Fusion using NoisyOR substantially increases the number of classes on which we reach or surpass high thresholds, compared to early fusion and base classifiers, and is superior to AVG based on this measure. As expected, plain AVG does not do well specially for threshold τ=0.99, because its scores are not calibrated. However, once we learn a mapping of (calibrate) its scores (performed on the validation set), calibrated AVG improves significantly on both thresholds. NoisyOR being based on an upperbound on falsepositive errors, is conservative: on many of the problems where some test instances scored above the 0.99 threshold, the proportion of true positives actually was 1.0. On problems that both calibrated AVG and NoisyOR variants reach 0.99, calibrated AVG yields a substantially higher recall.

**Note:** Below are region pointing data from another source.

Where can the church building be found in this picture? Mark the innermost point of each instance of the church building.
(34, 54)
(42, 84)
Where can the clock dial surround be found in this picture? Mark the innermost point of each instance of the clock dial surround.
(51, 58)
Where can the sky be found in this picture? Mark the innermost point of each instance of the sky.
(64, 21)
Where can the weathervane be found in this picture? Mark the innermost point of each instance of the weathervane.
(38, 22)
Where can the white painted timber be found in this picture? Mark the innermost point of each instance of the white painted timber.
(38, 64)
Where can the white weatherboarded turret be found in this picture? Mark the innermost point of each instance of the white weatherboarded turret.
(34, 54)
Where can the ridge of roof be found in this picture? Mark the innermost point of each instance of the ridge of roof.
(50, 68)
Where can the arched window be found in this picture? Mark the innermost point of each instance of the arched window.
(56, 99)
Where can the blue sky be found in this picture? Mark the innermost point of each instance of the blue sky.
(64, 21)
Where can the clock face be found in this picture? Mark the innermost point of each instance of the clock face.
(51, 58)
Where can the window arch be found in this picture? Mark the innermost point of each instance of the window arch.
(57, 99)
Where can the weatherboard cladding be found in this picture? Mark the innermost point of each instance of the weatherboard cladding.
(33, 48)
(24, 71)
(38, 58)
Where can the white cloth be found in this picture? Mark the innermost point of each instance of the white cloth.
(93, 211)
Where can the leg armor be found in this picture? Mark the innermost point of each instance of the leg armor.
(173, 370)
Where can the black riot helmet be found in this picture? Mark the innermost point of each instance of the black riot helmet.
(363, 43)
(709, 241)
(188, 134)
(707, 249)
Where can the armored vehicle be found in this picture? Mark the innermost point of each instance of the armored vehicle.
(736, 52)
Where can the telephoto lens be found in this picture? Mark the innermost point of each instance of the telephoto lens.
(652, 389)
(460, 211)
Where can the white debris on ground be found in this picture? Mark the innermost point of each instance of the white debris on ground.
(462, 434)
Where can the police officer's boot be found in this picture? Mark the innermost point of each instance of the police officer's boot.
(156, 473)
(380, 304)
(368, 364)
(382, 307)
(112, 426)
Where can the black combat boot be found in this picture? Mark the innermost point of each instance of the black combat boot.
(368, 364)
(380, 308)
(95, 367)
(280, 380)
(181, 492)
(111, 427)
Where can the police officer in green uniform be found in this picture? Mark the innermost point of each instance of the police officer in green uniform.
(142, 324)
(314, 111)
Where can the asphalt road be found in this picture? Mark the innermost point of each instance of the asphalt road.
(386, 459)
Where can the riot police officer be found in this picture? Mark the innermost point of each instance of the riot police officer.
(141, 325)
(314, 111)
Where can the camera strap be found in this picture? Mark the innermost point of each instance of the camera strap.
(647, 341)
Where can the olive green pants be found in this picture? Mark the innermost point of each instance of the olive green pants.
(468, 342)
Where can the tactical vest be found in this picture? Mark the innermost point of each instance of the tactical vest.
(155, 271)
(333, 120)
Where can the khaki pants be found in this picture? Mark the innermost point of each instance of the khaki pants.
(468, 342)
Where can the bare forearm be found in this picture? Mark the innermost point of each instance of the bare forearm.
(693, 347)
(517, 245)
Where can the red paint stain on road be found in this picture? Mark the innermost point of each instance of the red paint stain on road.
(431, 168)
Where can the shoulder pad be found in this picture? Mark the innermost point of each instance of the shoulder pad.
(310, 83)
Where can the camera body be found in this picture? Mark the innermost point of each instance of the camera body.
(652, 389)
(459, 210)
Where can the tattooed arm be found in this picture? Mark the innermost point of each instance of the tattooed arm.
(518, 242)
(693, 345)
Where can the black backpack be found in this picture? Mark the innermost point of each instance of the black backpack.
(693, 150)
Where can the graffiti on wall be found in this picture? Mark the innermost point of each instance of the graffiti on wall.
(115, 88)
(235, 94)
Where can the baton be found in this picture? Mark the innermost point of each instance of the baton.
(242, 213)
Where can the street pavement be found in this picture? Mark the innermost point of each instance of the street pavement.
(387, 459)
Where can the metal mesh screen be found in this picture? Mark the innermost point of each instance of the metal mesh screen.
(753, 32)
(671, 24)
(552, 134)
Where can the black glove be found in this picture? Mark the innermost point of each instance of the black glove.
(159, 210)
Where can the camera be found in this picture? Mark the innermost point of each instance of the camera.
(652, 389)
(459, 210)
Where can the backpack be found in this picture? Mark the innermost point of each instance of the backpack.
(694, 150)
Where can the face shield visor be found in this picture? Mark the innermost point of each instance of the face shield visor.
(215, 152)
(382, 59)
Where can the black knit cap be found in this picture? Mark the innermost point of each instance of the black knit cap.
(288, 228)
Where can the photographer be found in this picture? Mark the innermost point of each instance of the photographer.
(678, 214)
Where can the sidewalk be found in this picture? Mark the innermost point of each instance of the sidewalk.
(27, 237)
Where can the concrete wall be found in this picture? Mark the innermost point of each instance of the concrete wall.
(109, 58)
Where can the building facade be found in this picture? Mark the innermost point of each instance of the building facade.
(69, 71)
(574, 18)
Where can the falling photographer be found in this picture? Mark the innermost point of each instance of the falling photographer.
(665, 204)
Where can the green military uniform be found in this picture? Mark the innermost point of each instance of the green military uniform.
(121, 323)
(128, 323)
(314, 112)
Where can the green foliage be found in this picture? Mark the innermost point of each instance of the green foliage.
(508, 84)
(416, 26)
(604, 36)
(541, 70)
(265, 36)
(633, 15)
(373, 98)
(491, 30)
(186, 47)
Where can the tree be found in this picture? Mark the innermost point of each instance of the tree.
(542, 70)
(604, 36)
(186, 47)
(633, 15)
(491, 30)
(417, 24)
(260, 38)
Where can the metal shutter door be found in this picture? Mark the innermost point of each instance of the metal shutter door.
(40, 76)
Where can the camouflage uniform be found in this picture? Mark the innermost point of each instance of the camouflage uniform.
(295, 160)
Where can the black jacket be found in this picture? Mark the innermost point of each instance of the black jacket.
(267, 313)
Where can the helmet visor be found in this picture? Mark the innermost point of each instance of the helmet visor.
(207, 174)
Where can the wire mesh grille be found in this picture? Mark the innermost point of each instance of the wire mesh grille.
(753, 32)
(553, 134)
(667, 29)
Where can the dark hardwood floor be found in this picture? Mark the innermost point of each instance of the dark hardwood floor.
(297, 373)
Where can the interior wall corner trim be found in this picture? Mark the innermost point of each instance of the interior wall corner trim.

NoisyOR is a simple technique and the rule of thumb in using it would be that if calibration of AVG does not reach the desired (99 %) threshold, then use NoisyOR (see also NoisyOR+AVG in Sect. 3.7). We note that in practice, with many 100s to 1000s of classes, validation data may not provide sufficient evidence that AVG reaches 99 % (in general, a high precision), and NoisyOR can be superior.
Score spread and dependencies
For a choice of threshold τ, let the event f _{ i }(x)=1 mean that the score of classifier i exceeds that threshold (the classifier outputs positive or “fires”). For assessing extent of positive correlation, we looked at the ratios r _{ p } (Eq. (6), Sect. 2.2), where f _{1} is the visual classifier and f _{2} is the audio classifier. For τ∈{0.1,0.2,0.5,0.8}, r _{ p } values (median or average) were relatively high (≥14). Figure 4 shows the spread for τ=0.2. We also looked at falsepositive dependence and in particular r _{ fp }. For relatively high τ≥0.5, we could not reliably test whether independence was violated: while we observed 0 false positives in intersection, the prior probability of false positive is also tiny. However, for τ≥0.2, we could see that for many problems (but not all), the NULL hypothesis that the false positives are independent could reliably be rejected. This underscores the importance of our derivations of Sect. 2.2: Even though the feature families may be very different, some dependence of false positives may still exist. We also pooled the data over all the problems and came to the same conclusion, that the NULL hypothesis could be rejected. However, r _{ fp } is in general relatively small, and r _{ p }≥r _{ fp } for all the problems and thresholds τ≥0.1 that we looked at. Note that the choice of threshold that determines the event (when the rule fires), makes a difference in the badtogood ratios (see Sect. 3.7).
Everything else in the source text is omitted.